I took care of my civic duty this morning by walking over to the library for early voting in the primary. I found that if I take the route along the canal that comes up to the library the back way, I can avoid all the campaigners. They don't stake out the path from the canal, so by the time I'm in sight, I'm already within the "no electioneering" zone. No sea monsters this time, though I did chat with the staff about that. Unfortunately, the walk seems to have re-triggered my allergies. Oh well, it's that time of year.
My big entertainment for the weekend was the SyFy version of Battleship, called American Warships, and it was glorious. It might even have made a halfway decent big-screen movie with a little more thought into the script and a higher effects budget. Yeah, some of the acting was at "jock taking drama to boost the GPA" levels and the effects mostly looked like they were copied and pasted in (here's some film of a fire, now let's superimpose it on our action!), but I suspect it was still the better "the Navy fights an alien invasion" movie of the weekend.
The story was essentially Battlestar Galactica on the water -- there are mysterious attacks using EMP to fry everything with an integrated circuit, but the battleship Iowa manages to save the day because it's a WWII relic on its final voyage and is already being restored to its WWII state to become a museum. They can fight the aliens using WWII technology and aren't immediately disabled by the aliens' weapons. There's also a convenient SEAL team that provides an Aliens interlude by boarding the alien stealth ship and finding cave-like corridors (because, naturally, your high-tech stealth interstellar ship is going to have an interior that looks like a cave). Meanwhile, the aliens' evil plot is to make the Chinese and North Koreans think these are American attacks and make the Americans think they're Chinese attacks so they'll attack each other, nuke the planet and make invasion easy (these aliens apparently thrive on radiation). So everyone's scrambled bombers with nukes, and the Iowa has to defeat the mother ship and prove that it really is aliens before the bombers reach their targets -- and all they've got is shortwave, so they can't even send photos.
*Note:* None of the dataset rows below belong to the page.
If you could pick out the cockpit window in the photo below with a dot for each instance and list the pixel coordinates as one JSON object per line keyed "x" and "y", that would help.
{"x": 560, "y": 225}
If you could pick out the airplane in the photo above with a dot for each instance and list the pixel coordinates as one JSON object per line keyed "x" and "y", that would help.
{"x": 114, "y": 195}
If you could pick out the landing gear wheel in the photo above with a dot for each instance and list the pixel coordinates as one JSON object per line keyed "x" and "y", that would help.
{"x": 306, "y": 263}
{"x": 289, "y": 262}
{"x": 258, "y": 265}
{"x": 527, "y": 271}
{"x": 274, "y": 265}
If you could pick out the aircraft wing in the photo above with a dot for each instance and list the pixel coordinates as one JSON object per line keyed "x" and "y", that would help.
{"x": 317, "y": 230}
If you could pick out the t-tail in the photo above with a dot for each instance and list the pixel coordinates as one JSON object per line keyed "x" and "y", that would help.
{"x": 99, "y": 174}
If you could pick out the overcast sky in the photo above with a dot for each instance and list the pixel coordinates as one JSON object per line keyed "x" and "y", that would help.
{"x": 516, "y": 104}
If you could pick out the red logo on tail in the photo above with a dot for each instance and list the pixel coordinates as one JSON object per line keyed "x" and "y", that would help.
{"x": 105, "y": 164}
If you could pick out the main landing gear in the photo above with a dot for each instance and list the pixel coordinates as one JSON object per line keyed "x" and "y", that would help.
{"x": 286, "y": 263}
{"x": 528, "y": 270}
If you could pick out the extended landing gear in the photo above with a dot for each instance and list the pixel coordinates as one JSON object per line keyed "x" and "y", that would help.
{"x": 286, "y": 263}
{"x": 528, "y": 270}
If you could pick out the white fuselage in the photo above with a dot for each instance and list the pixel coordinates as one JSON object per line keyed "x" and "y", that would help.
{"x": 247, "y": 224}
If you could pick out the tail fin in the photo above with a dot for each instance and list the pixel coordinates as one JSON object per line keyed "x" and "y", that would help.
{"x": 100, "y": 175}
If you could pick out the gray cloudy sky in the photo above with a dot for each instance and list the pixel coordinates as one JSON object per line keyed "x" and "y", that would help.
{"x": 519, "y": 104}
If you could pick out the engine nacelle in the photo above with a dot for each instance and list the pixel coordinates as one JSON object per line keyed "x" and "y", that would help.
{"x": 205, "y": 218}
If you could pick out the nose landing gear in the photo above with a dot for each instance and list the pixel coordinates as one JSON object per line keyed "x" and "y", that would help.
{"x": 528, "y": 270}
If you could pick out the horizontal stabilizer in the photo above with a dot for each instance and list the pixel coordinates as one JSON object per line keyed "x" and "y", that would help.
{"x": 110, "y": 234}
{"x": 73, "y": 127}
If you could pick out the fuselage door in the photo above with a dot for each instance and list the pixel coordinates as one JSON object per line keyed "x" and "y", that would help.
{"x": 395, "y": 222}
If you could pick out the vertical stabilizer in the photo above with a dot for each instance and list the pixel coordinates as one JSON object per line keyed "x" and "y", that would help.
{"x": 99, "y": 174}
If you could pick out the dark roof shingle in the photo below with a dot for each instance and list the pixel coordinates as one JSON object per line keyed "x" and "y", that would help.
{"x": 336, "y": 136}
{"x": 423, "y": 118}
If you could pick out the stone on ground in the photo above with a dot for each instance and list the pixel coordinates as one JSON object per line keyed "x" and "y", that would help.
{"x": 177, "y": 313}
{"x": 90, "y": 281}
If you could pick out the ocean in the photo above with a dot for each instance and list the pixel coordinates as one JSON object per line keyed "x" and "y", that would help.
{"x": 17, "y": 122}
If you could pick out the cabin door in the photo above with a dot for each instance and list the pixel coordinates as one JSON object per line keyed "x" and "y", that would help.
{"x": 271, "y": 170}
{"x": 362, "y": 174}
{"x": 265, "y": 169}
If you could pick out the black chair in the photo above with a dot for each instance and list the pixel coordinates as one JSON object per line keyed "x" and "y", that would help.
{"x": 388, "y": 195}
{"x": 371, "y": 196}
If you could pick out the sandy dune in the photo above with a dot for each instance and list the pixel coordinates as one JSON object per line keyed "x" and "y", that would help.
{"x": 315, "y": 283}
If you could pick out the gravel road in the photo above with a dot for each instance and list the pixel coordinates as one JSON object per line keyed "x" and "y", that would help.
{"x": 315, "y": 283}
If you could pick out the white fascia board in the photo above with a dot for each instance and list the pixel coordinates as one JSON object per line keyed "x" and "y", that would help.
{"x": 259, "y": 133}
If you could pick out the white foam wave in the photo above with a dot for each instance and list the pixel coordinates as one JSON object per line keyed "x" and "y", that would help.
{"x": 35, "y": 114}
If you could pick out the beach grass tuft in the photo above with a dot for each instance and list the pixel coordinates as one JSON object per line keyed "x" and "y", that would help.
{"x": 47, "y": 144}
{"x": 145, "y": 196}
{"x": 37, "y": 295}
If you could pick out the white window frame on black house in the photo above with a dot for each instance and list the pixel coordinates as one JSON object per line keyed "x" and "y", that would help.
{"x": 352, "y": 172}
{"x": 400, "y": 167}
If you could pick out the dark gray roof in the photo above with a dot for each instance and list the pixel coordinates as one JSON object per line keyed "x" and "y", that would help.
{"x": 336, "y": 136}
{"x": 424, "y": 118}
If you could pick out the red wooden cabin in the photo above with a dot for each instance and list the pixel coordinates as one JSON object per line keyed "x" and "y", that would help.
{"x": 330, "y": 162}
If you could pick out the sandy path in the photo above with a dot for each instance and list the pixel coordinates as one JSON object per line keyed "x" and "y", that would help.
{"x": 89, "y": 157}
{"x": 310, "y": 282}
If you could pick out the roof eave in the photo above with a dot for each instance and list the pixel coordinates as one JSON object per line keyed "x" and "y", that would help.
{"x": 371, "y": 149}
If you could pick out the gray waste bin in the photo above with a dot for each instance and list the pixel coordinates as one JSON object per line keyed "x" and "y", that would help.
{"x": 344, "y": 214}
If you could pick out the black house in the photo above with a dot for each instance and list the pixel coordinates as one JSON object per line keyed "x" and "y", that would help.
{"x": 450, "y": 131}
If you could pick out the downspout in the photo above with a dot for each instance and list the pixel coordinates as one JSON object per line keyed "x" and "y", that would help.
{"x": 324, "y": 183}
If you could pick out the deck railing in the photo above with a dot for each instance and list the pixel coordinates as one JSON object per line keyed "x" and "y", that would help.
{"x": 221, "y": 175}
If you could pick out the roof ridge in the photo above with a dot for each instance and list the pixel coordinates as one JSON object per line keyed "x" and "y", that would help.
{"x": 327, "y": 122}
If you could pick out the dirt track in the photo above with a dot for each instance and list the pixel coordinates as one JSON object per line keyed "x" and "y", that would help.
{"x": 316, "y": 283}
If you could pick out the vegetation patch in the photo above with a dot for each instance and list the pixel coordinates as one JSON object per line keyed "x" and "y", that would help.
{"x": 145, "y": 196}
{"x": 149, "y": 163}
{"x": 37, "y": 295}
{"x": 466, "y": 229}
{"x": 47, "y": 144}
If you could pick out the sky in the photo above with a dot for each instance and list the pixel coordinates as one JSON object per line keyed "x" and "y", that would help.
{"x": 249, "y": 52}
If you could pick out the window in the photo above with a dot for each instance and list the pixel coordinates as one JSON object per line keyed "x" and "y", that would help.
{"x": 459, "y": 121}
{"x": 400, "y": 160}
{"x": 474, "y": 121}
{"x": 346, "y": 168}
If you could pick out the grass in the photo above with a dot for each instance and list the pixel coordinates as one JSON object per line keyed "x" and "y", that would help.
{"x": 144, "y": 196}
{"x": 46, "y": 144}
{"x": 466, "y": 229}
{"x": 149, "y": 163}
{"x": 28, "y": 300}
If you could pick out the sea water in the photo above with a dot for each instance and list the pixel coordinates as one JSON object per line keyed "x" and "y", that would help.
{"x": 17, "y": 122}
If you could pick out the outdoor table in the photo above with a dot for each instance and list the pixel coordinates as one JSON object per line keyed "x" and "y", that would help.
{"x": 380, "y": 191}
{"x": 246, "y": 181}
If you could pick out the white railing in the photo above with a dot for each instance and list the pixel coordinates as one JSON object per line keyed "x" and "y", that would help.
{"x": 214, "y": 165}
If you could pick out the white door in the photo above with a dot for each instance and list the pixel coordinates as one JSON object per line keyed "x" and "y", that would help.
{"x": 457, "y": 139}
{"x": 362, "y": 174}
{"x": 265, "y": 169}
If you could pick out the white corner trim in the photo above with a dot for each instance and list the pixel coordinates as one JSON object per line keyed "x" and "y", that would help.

There was one big disappointment for me that I think a big-budget treatment would have avoided. At one point they mention that backup's on its way, as they've scrounged together a squadron of vintage aircraft that won't be affected by the EMP. Unfortunately, with a total film budget made up of change found between the sofa cushions, that amounted to seeing two planes that went down pretty quickly. I wanted to see an all-out battle of WWII aircraft vs. aliens. I'm one of the few people who actually liked the Doctor Who episode with the Daleks during WWII because, hello, Spitfires vs. Daleks! What's not to love?
However, the very, very best part of this movie was the disclaimer at the beginning that said something to the effect of: "According to the Department of Defense, these events never happened."
Really? You mean the Iowa didn't fight off an alien invasion that involved the sinking of the carrier Enterprise? I'm not sure I would have realized that this wasn't a documentary otherwise.
Anyway, it was totally worth a big bowl of popcorn and a root beer. But I do desperately want to see the movie it could have been. Oh, and apparently the big-screen Battleship doesn't contain the line, "You sank my battleship!" But this movie had the captain snarl, "They won't sink my battleship!" Which I think is a win.
In other weekend news, I had my fifth Sunday in a row of singing in two services, and this time there was a severe soprano shortage, so I switched to singing the first soprano part, which I hadn't practiced (I'd become accustomed to not needing to rehearse both parts). Of course, this was a weekend when the allergies meant I probably could have sung alto. Now we'll see if it'll be six weeks in a row. Will I get the frantic Saturday-afternoon "can you sing in a quartet?" phone call?